Closing entries for a company’s general ledger involve zeroing out the expense accounts by debiting Retained Earnings and crediting each expense account, closing revenue accounts by debiting them and crediting Retained Earnings, and closing the dividends account by debiting Dividends and crediting Retained Earnings.

Step-by-step explanation:

The student's question is concerned with recording the closing entries for a company's general ledger accounts. This will involve three primary steps: closing the expense accounts, closing the revenue accounts, and closing the dividends account. These entries are essential for transferring the balances from temporary accounts to the Retained Earnings account, preparing the company's books for the next accounting period. As the specific numbers for revenues, expenses, and dividends are not provided in the provided details, we'll proceed with a general explanation of how to make these closing entries.

Closing Expense Accounts:

To close expense accounts, you would debit the Retained Earnings account and credit each individual expense account for the amount of its respective balance, thus bringing each expense account balance to zero.

Closing Revenue Accounts:

For revenue accounts, the process is reversed. You would debit each revenue account to bring its balance to zero, and credit Retained Earnings for the total revenue amount.

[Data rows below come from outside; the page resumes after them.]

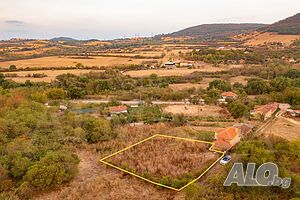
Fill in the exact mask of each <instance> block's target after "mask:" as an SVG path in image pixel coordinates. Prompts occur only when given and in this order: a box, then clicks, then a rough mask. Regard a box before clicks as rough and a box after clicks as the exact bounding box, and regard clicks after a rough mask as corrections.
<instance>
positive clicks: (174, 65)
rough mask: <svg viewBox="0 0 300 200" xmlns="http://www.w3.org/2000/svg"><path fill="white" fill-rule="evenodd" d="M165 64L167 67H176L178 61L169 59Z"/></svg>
mask: <svg viewBox="0 0 300 200" xmlns="http://www.w3.org/2000/svg"><path fill="white" fill-rule="evenodd" d="M164 66H165V67H166V68H167V69H175V68H176V63H175V62H172V61H168V62H166V63H165V64H164Z"/></svg>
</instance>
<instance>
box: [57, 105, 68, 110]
mask: <svg viewBox="0 0 300 200" xmlns="http://www.w3.org/2000/svg"><path fill="white" fill-rule="evenodd" d="M67 109H68V107H67V106H65V105H60V106H59V110H60V111H65V110H67Z"/></svg>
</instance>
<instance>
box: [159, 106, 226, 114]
mask: <svg viewBox="0 0 300 200" xmlns="http://www.w3.org/2000/svg"><path fill="white" fill-rule="evenodd" d="M163 110H164V112H166V113H171V114H183V115H186V116H199V117H208V116H212V117H216V116H225V114H224V111H223V108H221V107H219V106H209V105H205V106H200V105H169V106H167V107H165V108H164V109H163Z"/></svg>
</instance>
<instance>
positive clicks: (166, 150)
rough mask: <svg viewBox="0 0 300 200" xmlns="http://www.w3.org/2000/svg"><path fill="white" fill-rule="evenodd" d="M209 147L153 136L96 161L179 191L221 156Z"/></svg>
mask: <svg viewBox="0 0 300 200" xmlns="http://www.w3.org/2000/svg"><path fill="white" fill-rule="evenodd" d="M211 146H212V143H210V142H205V141H200V140H191V139H185V138H178V137H172V136H165V135H154V136H152V137H150V138H147V139H145V140H143V141H141V142H138V143H136V144H134V145H132V146H129V147H127V148H125V149H123V150H121V151H119V152H116V153H114V154H112V155H110V156H108V157H106V158H103V159H102V160H100V161H101V162H103V163H105V164H107V165H109V166H111V167H114V168H116V169H119V170H121V171H123V172H126V173H129V174H131V175H133V176H136V177H138V178H141V179H143V180H145V181H148V182H151V183H153V184H155V185H159V186H162V187H166V188H169V189H173V190H176V191H180V190H181V189H183V188H185V187H186V186H187V185H189V184H191V183H193V182H195V181H197V180H198V179H199V178H200V177H202V176H203V175H204V174H205V173H206V172H207V171H208V170H209V169H210V168H211V167H212V166H213V165H214V164H215V163H216V162H217V161H218V160H219V159H220V158H221V156H223V154H224V153H223V152H218V151H213V150H211Z"/></svg>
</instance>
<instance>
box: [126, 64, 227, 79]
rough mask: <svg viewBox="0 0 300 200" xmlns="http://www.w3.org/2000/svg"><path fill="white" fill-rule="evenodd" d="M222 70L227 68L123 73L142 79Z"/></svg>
mask: <svg viewBox="0 0 300 200" xmlns="http://www.w3.org/2000/svg"><path fill="white" fill-rule="evenodd" d="M223 70H228V68H221V67H212V66H209V65H208V66H207V67H203V68H199V69H187V68H177V69H151V70H136V71H128V72H125V74H126V75H129V76H132V77H144V76H150V75H151V74H157V75H158V76H185V75H189V74H191V73H193V72H220V71H223Z"/></svg>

Closing Dividends Account:

Finally, to close the dividends account, you would debit the Dividends account and credit Retained Earnings for the total amount of dividends paid. This reduces Retained Earnings by the amount of the dividends distributed.

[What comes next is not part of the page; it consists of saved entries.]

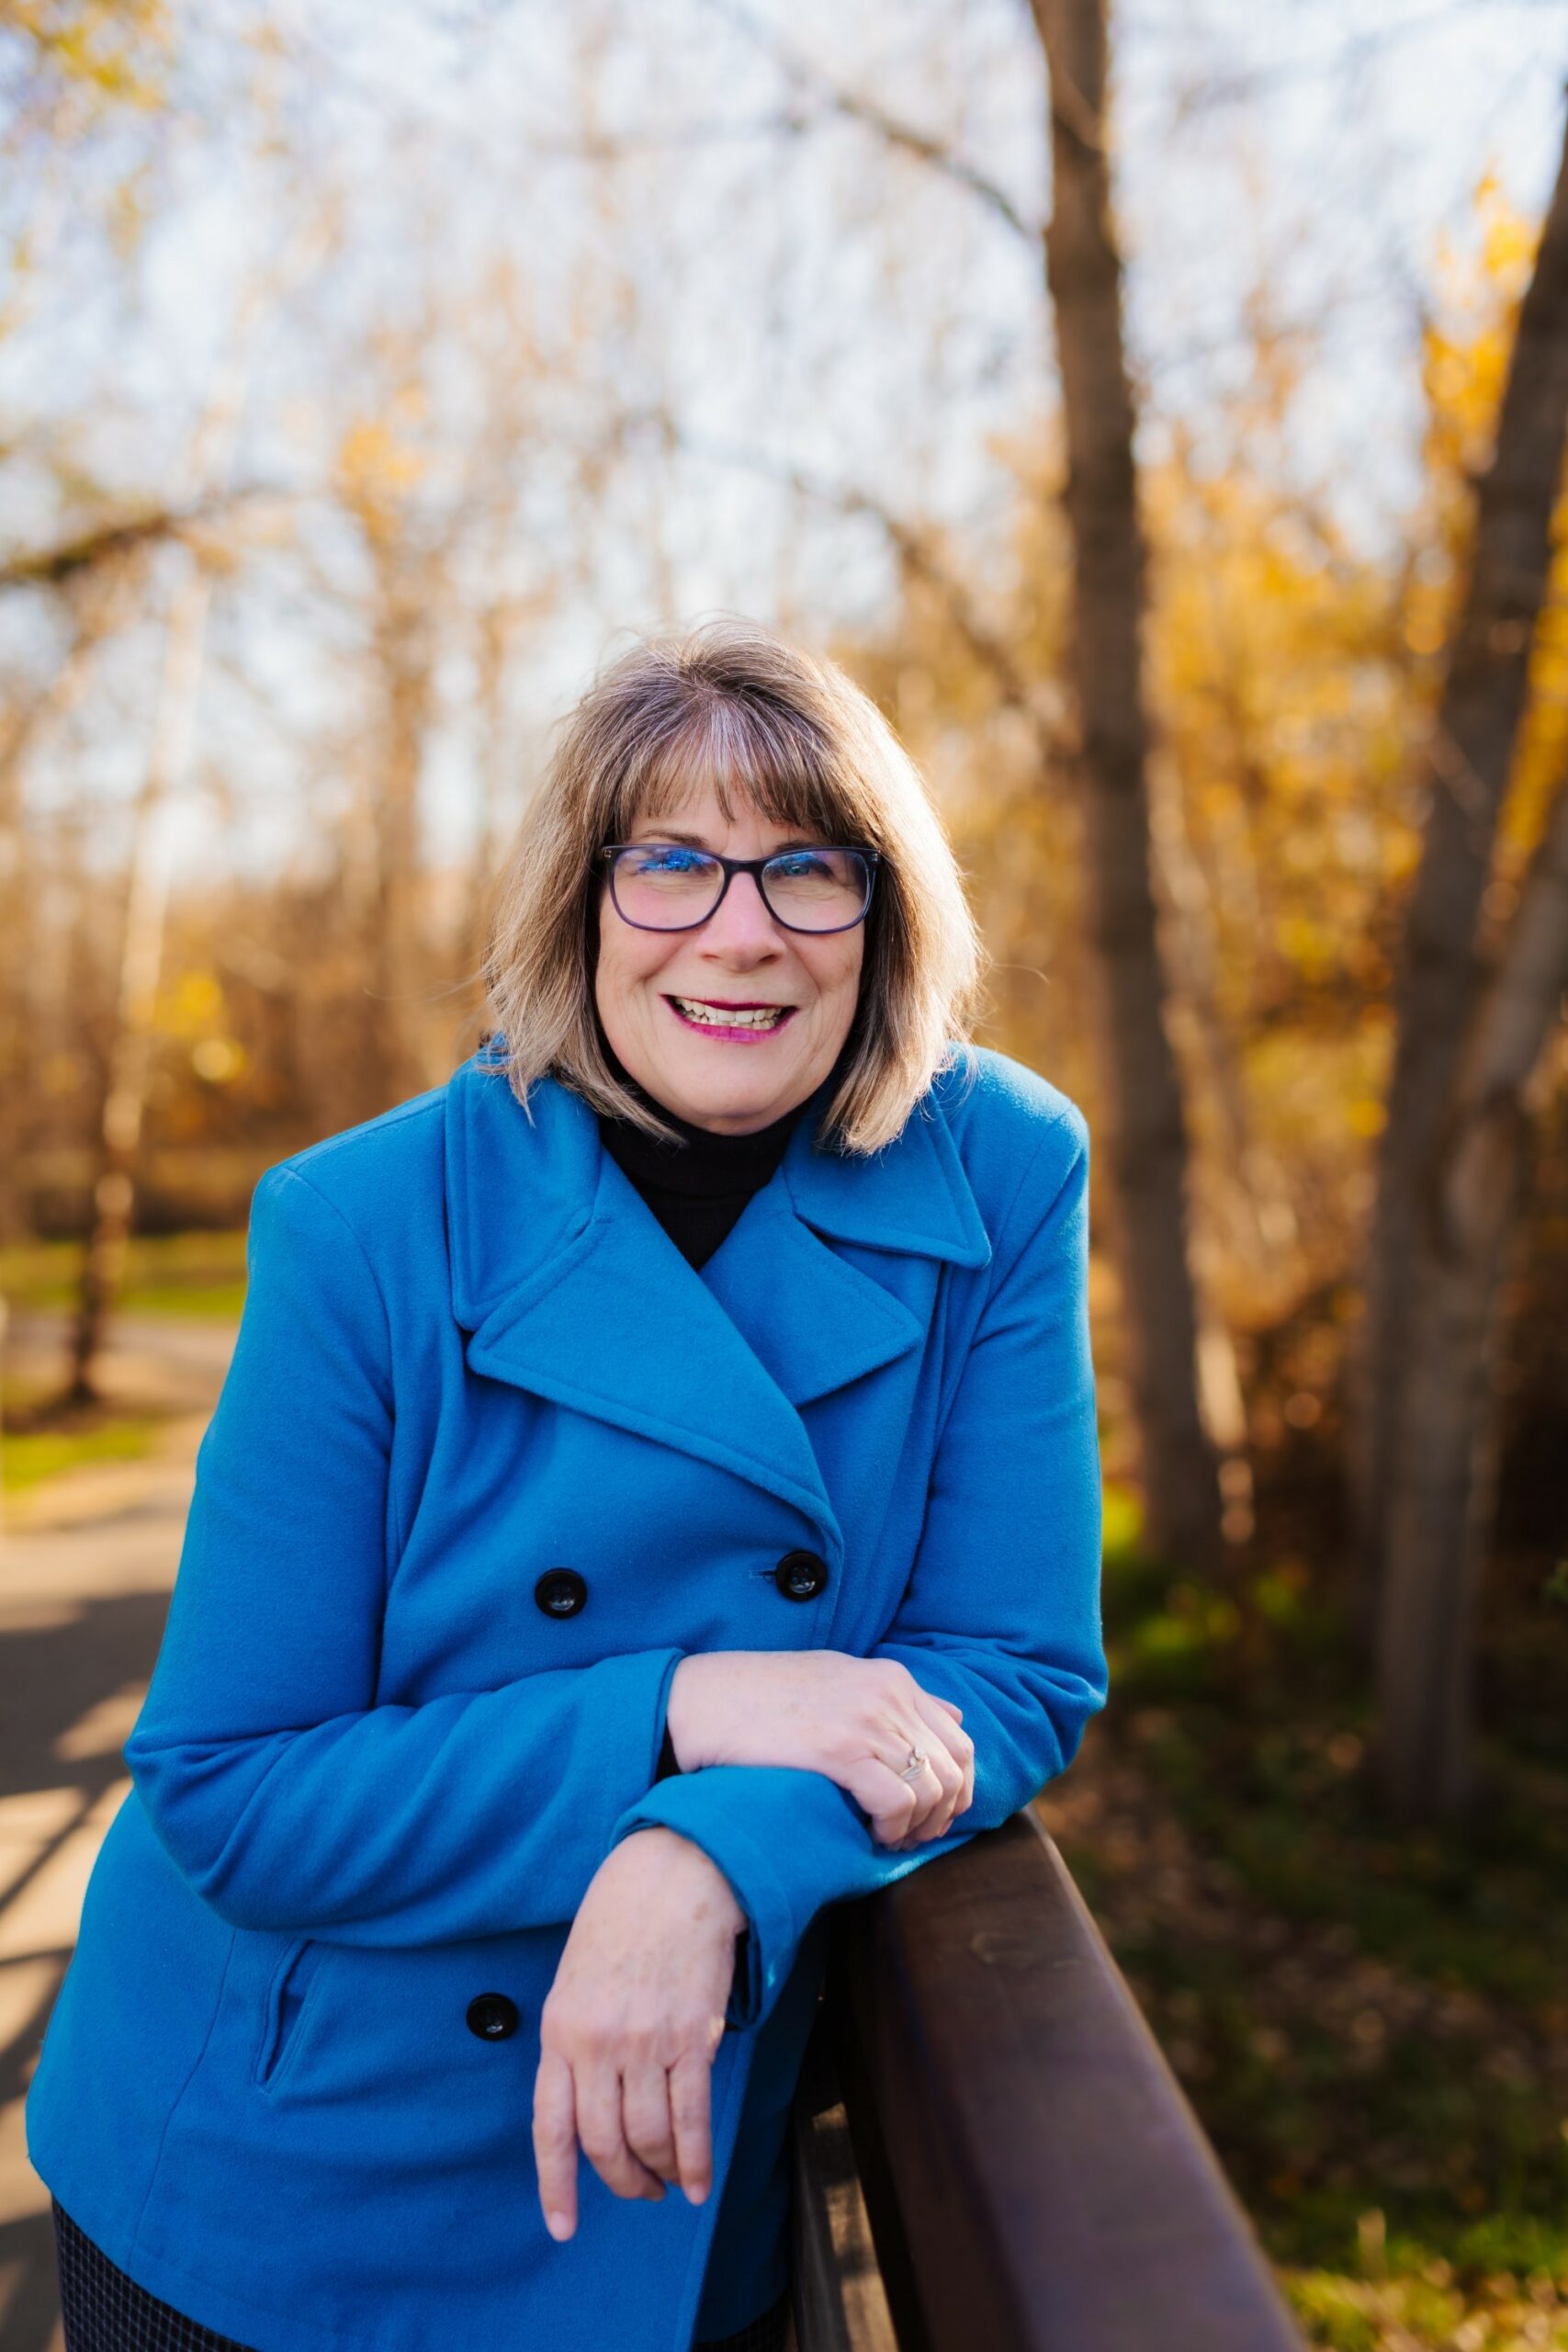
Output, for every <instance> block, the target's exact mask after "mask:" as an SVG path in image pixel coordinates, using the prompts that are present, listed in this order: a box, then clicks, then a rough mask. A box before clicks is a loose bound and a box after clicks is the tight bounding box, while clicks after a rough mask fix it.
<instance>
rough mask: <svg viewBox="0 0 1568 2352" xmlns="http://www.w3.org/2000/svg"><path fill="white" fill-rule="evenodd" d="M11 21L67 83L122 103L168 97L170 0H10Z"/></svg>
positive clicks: (42, 63) (7, 26)
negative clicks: (167, 76) (162, 82)
mask: <svg viewBox="0 0 1568 2352" xmlns="http://www.w3.org/2000/svg"><path fill="white" fill-rule="evenodd" d="M5 21H7V28H9V31H14V33H24V35H26V38H28V40H31V42H33V49H35V59H38V64H40V66H42V68H47V71H49V73H54V75H56V78H59V80H61V82H63V85H66V87H71V89H78V92H87V94H89V96H94V99H99V101H110V103H118V106H139V108H150V106H158V103H162V68H165V64H167V52H169V12H167V7H165V0H9V5H7V9H5Z"/></svg>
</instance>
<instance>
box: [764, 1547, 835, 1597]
mask: <svg viewBox="0 0 1568 2352" xmlns="http://www.w3.org/2000/svg"><path fill="white" fill-rule="evenodd" d="M773 1583H776V1585H778V1590H780V1592H783V1597H785V1599H788V1602H813V1599H816V1597H818V1592H823V1590H825V1588H827V1562H825V1559H818V1557H816V1552H785V1555H783V1559H780V1562H778V1566H776V1569H773Z"/></svg>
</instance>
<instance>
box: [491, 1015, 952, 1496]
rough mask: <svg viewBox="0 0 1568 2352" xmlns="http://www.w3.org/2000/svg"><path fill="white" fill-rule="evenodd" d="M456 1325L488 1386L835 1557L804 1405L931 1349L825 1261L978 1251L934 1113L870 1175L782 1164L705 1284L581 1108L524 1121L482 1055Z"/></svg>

Each of these transactions would typically occur after the financial statements for the period have been prepared and just before the start of the new accounting period. It is also important to remember that for the purpose of these closing entries, we do not consider the impact of temporary differences due to items such as unpaid utilities, supplies, depreciation, and accrued taxes, as adjusting entries for these items would have been made prior to the closing process.